Of course, other scales and numbering schemes are possible, e.g., a
scale of 0 to 20 or the darker pixels being assigned the higher
numbers, so long as the increase/decrease in number with the
brightness of the pixel remains consistent throughout the image
processing.
[0031] Thus, at step 102, the pixel data of the grayscale image can
be transformed into an intensity matrix, where the value of each
matrix element represents a brightness of the pixel as described
above. An exemplary intensity matrix is shown in FIG. 3, and
represents the brightness levels of a portion, of a digital image,
with the darkest pixels in that portion of the image being given a
value of 1 and the brightest pixels being given a value of 7 based
on the exemplary 0 to 9 scale described above.

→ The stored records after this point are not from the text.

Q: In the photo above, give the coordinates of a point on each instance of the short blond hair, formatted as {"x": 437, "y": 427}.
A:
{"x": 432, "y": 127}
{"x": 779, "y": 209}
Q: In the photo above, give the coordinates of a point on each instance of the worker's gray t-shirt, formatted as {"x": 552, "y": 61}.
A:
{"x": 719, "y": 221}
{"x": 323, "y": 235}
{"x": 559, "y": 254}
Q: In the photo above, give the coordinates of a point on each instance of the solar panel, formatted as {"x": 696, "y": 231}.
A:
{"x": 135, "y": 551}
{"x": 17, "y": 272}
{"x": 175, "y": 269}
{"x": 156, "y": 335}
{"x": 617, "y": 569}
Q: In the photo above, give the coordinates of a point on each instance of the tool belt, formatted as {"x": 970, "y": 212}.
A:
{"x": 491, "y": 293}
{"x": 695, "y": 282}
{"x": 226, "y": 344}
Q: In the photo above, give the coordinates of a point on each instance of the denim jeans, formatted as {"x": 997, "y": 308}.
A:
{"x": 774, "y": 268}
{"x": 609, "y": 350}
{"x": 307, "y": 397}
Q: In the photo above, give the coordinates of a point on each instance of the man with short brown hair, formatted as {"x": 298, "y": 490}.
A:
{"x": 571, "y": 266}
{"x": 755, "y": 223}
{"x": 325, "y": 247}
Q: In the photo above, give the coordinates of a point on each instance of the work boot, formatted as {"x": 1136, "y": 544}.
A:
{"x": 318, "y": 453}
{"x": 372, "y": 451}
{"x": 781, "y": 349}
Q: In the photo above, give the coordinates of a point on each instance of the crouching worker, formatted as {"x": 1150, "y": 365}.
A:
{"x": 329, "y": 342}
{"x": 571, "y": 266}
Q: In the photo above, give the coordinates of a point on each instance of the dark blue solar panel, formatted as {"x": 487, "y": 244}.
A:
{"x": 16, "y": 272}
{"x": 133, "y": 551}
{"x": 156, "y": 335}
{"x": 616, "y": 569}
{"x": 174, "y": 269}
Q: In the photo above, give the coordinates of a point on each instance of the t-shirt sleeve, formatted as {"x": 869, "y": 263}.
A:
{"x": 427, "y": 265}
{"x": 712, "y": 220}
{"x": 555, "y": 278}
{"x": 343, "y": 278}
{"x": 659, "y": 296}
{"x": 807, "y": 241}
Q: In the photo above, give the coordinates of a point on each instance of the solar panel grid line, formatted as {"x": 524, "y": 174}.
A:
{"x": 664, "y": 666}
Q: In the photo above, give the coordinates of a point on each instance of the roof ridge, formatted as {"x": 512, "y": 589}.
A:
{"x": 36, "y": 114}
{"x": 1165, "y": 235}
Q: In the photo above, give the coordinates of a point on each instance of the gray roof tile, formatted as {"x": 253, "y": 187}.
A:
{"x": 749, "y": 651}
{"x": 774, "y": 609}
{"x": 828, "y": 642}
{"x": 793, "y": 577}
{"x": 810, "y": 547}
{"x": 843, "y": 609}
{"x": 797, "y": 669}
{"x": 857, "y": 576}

[0032] In some cases, an image may have too fine a resolution,
i.e., too many pixels, to permit the segmented image to provide an
accurate indication of the textures in the object depicted. For
example, a grayscale image may depict a rippled bottom, but the
processed image may show the bottom as simply "dark and smooth" and
"bright and smooth." In such cases it may be desirable for the
computer at optional step 103 to rescale the intensity matrix as
described in more detail below to reduce the number of matrix
elements to better allow the texture to be shown. Step 103 need not
be performed in every ease, but it can be performed to improve the
results if an initial segmentation does not provide a satisfactory
result.
[0033] After any reseating of the matrix is performed at step 103,
or after creation of the intensity matrix at step 102 if the matrix
is not rescaled, in accordance with the method of the present
invention, at step 104, each cell in the intensity matrix is
examined to determine whether it represents a "dark" pixel or a
"bright" one based on the value of the matrix element so visited.

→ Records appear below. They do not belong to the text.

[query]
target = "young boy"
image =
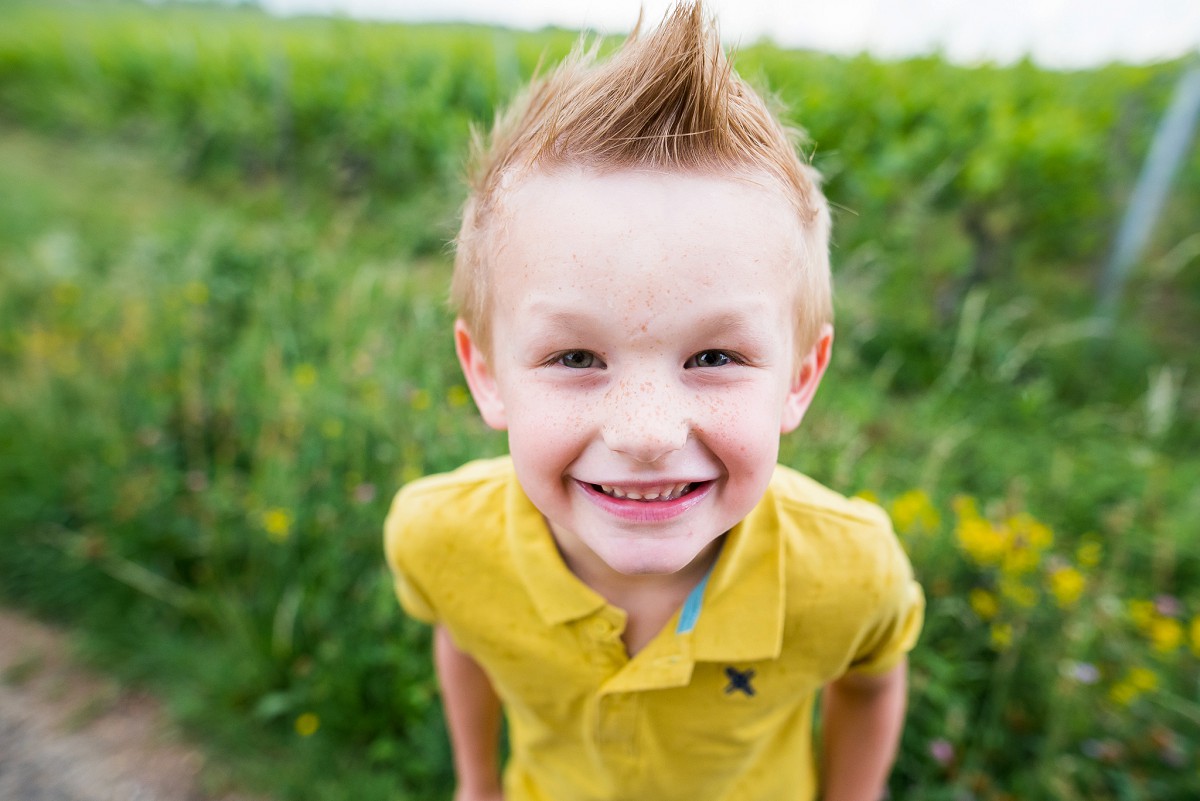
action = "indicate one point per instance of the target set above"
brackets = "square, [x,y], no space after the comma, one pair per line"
[643,296]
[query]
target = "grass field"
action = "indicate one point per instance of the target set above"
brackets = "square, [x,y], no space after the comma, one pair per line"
[214,377]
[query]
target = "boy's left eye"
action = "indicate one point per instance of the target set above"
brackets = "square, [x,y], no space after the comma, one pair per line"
[709,359]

For example, in the exemplary embodiment described herein in which
matrix elements were assigned intensity values ranging from 0 for
the darkest pixels to 9 for the brightest ones, matrix elements can
be classified as representing "dark" pixels if they have a value of
0 to 4 and as representing "bright" pixels if they have a value of
5 to 9. Thus In the exemplary intensity matrix illustrated in FIG.
3, matrix elements 301 and 302 both have a value of "3," i.e.,
between 0 and 4, and so arc categorized as representing a "dark"
pixel.
[0034] In addition to being categorized as being "dark" or "bright"

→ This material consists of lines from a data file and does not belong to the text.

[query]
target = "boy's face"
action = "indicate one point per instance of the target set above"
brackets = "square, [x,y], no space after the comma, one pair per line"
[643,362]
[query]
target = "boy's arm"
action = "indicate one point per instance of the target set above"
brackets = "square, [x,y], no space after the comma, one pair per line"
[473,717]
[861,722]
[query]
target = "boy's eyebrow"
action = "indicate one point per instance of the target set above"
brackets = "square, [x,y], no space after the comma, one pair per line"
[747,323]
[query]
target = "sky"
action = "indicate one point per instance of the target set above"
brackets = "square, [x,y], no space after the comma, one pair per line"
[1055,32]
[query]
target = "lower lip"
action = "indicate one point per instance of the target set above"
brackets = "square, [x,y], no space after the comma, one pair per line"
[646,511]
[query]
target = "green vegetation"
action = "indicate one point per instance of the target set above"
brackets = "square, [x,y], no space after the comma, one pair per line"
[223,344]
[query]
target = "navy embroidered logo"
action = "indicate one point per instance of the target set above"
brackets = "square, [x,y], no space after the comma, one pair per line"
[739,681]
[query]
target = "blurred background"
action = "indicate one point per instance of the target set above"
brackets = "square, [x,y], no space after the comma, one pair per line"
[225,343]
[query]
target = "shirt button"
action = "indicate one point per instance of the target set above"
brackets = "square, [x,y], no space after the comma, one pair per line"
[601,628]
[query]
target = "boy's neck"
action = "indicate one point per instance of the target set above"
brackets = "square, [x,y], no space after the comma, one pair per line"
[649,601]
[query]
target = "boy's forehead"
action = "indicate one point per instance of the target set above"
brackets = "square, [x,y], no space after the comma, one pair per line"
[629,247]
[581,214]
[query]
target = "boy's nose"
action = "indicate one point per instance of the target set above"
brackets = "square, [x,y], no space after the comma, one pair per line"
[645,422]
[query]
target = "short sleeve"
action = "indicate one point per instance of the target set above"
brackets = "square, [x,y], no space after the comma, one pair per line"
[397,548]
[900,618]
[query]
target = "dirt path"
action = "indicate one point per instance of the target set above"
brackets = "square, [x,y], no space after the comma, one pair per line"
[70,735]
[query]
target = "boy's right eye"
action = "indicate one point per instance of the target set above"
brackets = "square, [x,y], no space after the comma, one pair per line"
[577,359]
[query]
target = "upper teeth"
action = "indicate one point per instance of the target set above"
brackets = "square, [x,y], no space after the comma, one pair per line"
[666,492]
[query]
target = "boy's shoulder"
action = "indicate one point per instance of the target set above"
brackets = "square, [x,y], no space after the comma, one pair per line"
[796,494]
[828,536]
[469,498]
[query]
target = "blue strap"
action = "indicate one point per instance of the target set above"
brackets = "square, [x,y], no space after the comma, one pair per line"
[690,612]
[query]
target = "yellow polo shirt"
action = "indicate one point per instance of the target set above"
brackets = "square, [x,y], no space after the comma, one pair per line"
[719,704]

as described above, in accordance with the method of the present
invention, each pixel also can be categorized as being "smooth" or
textured" based on values of the elements in the intensity matrix.
As noted above, texture can be described by the spatial
relationship of the intensities (i.e. "graininess") of an image
region. An area of the image depleting a "textured" area will have
more variation in pixel intensity, whereas a "smooth" area will
have less variation. Thus, in accordance with the present
invention, as the process visits each matrix element in the
intensity matrix, the value of each element is compared to the
values of its nearest neighbor matrix elements to determine whether
the image pixel represented by the element should be characterized
as "textured" or "smooth." In accordance with the present
invention, a matrix element will be considered to be "smooth" if it
and all of its nearest neighbors have the same value, while a
matrix element will be considered to represent a "textured" image
pixel if any of its nearest neighbors have a different value.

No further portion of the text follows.